[FOTO] Niezwykły sztambuch trafi do konserwacji

piątek, 7.10.2016 09:38 3675 0

- Wyjątkowa relikwia, cenna kronika związana z historią Wrocławia – tak mówi o sztambuchu wrocławskich czeladników murarskich i kamieniarskich Piotr Oszczanowski, dyrektor Muzeum Narodowego we Wrocławiu. Niezwykła księga pochodząca z XVII wieku trafi do konserwacji.

Jej koszty postanowili pokryć deweloperzy zrzeszeni w Polskim Związku Firm Deweloperskich. Prace nad sztambuchem potrwają ponad pół roku. Później będzie można go oglądać na ekspozycji w Muzeum Narodowym we Wrocławiu.

- Sztambuch jest jednym wrocławskim sztambuchem cechowym, który dotrwał do naszych czasów – podkreśla dyrektor Oszczanowski. – Był prowadzony od 1618 roku do 1911. To niezwykła pamiątka, świadectwo artystycznej i społecznej historii Wrocławia - dodaje. 

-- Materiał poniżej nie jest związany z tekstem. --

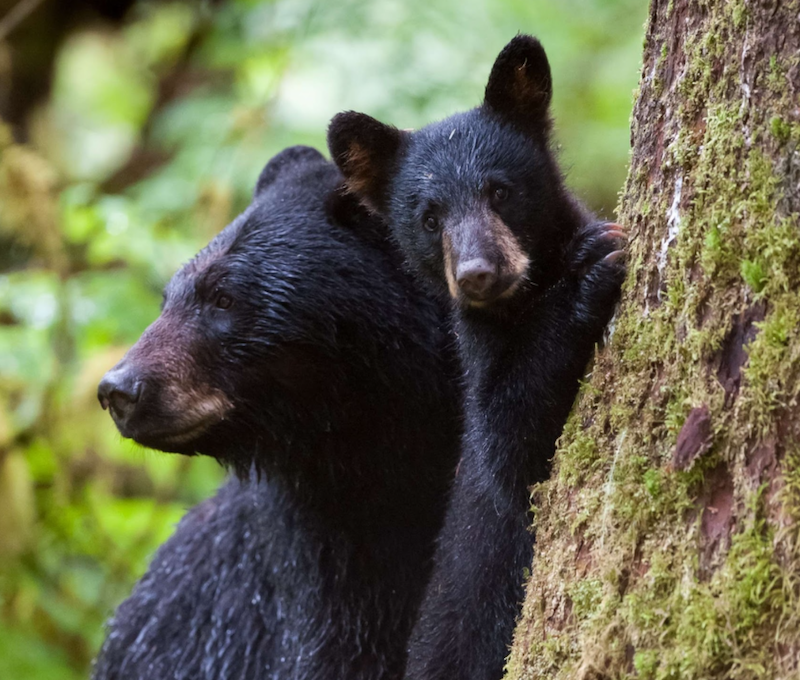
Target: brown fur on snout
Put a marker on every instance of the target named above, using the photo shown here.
(490, 238)
(180, 404)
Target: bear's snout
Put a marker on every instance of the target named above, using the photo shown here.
(119, 391)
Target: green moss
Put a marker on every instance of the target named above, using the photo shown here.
(754, 275)
(781, 130)
(624, 541)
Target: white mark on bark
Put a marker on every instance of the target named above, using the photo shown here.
(673, 225)
(608, 489)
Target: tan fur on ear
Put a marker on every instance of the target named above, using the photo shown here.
(526, 89)
(360, 174)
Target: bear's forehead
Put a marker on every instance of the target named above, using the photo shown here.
(468, 149)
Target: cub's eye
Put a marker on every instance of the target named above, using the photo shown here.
(223, 301)
(500, 194)
(431, 223)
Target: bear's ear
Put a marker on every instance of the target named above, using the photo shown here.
(366, 152)
(520, 87)
(284, 162)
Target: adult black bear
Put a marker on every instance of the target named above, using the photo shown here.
(293, 346)
(479, 208)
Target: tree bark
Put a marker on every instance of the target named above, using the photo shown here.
(667, 537)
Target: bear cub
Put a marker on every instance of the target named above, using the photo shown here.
(294, 350)
(479, 209)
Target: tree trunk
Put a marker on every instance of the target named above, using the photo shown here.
(667, 538)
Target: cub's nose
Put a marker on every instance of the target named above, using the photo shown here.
(119, 390)
(476, 277)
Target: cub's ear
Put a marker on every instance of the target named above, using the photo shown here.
(366, 152)
(288, 160)
(520, 87)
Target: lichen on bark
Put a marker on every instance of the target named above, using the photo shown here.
(667, 537)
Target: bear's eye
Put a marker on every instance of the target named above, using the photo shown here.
(430, 223)
(500, 194)
(223, 301)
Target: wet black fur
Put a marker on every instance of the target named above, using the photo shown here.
(342, 376)
(522, 357)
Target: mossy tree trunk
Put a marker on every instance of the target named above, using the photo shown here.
(667, 538)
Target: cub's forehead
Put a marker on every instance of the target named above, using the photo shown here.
(470, 147)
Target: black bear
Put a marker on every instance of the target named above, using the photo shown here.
(480, 211)
(294, 349)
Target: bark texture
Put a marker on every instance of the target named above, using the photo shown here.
(667, 538)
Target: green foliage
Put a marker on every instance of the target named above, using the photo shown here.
(150, 142)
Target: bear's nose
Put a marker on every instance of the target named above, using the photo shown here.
(119, 390)
(476, 277)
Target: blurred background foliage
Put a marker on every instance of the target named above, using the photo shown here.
(131, 132)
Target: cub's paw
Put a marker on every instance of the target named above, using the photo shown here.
(596, 259)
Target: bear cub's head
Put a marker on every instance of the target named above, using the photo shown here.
(475, 201)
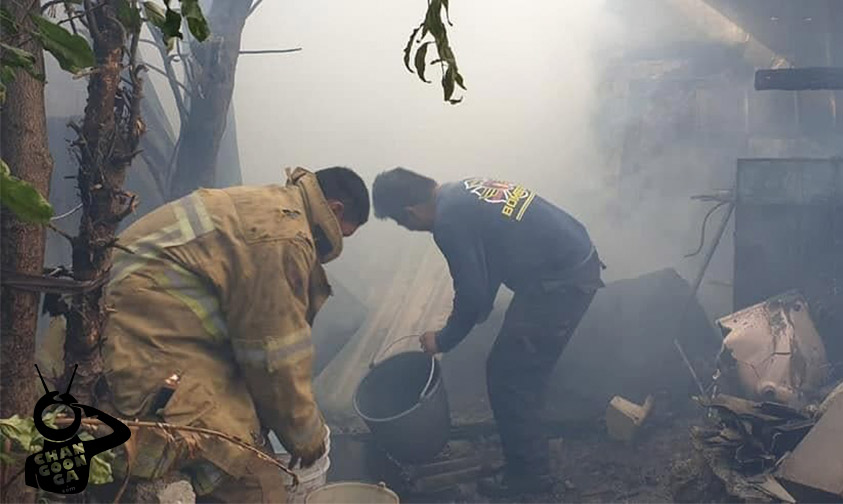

Księga, oprawiona w pergamin liczy 301 kart, z czego 63 zawierają teksty i ilustracje. Została przekazana przez kasę chorych bractwa czeladników murarskich i kamieniarskich w roku 1911 do Śląskiego Muzeum Przemysłu Artystycznego i Starożytności. Wraz z nią rzemieślnicy przekazali srebrny wilkom (do naszych czasów przetrwała tylko pokrywa) i 37 zawieszek cechowych (dotrwało tylko 7).

Treść sztambucha tworzą wpisy mistrzów i czeladników, rachunki informujące o przyjętych darowiznach i zakupach służących do wyposażenia siedziby cechu i prezentacji podczas uroczystości. Murarze i kamieniarze kupowali m.in. tarcze trumienne, kiry na płaszcze i kapy na konie. Zapisywano w sztambuchu ważne dla bractwa wydarzenia jak np. przenosiny gospody cechowej. Znajdziemy w nim niezwykle kolorowe miniatury – portret fundatora Paula Wiesnera, rysunek wilkomu bractwa z 1600 roku z zawieszkami, a także sceny figuralne. Są to symbolicznie przedstawione przestrogi moralne – wyłowienie nierządnicy pokazuje opłakane skutki cielesnej fascynacji, czeladnicy i mistrzowie przestrzegają się też przed chciwością i pożądaniem.

- W sztambuchu znajdziemy nazwiska ważnych dla historii Wrocławia postaci – przypomina Robert Heś, kustosz Muzeum Narodowego we Wrocławiu. – Matthausa Bienera (1630-1692), budowniczego, który rozpoczął budowę kościoła uniwersyteckiego, a także kościoła pw. Św. Antoniego, czy Christopha Hacknera (1663-1741) twórcy pałacu Hatzfeldów i projektanta kaplicy Hochberga przy kościele św św. Jakuba i Wincentego.

Niestety sztambuch jest dziś w stanie wymagającym pełnej konserwacji. – Nawet otwieranie kart jest ryzykowne, bo księga jest mocno uszkodzona. Jej szycie jest luźne, karty i okładka uszkodzone i poplamione. Jest wiele ubytków, a z powodu zalania na wszystkich kartach widać zaciek, przez co tekst jest nieczytelny, a miniatury fragmentami mają rozmytą warstwę malarską – mówi konserwator Daria Korodowska. – Trzeba będzie uzupełnić ubytki, usunąć zabrudzenia, deformację kart, zrekonstruować wiązanie kart i zdezynfekować zabytek, bo znajdują się na nim zaplemnienia mikrobiologiczne groźne dla zdrowia – wyjaśnia konserwator.

Sztambuch po konserwacji będzie można oglądać w Muzeum Narodowym we Wrocławiu. Będzie to spełnienie życzenia, jakie wyrazili dawni wrocławscy budowniczowie przekazując zabytek do muzeum w 1911 roku.